Die gute Nachricht: Ganz so streng ist der Mietschutz bei der Untermiete nicht. Als Hauptmieter kannst du das Untermietverhältnis nach § 573a Abs. 1 und Abs. 2 BGB jederzeit und ohne besonderen Grund mit einer Kündigungsfrist von (normalerweise) sechs Monaten beenden.

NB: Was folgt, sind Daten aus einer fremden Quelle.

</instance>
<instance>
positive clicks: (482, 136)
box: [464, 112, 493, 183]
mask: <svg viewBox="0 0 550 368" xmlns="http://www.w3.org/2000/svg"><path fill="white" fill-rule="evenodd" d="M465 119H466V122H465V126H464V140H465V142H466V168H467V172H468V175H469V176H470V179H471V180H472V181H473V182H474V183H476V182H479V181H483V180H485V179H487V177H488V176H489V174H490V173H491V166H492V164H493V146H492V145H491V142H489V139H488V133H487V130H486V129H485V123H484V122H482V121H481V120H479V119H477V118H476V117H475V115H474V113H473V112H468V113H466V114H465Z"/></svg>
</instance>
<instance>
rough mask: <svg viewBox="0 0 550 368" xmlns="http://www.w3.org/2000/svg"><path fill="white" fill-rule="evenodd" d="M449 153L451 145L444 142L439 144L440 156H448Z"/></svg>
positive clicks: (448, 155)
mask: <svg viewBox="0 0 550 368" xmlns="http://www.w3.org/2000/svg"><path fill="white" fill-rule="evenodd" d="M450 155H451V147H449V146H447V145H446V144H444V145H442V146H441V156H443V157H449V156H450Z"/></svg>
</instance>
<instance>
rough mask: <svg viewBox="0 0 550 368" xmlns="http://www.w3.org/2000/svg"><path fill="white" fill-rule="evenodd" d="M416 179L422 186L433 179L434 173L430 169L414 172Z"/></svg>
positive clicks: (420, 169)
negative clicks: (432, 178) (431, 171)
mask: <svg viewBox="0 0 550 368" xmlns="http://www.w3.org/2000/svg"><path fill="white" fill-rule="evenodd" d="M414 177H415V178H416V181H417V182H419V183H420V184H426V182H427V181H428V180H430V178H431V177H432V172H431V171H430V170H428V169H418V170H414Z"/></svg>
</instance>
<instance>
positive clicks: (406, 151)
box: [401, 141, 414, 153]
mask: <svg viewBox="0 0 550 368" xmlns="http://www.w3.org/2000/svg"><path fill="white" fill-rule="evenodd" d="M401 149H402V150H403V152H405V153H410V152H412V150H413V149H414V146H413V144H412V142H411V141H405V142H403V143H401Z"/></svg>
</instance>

Die Kündigung muss unbedingt schriftlich erfolgen.

Entspannt untervermieten

Wenn du ein Zimmer untervermieten möchtest, muss dein Vermieter dies genehmigen (§ 540 Abs. 1 BGB). Vor Gericht bist du als Hauptmieter verpflichtet, die Genehmigung nachzuweisen. Allerdings darf dein Vermieter nicht ohne Weiteres auf stur stellen. Denn grundsätzlich hast du ein Recht auf Untervermietung. Informiere dich vorher, bereite alles gut vor – dann wird es sowohl mit dem Vermieter als auch mit dem neuen Mitbewohnen bestens funktionieren.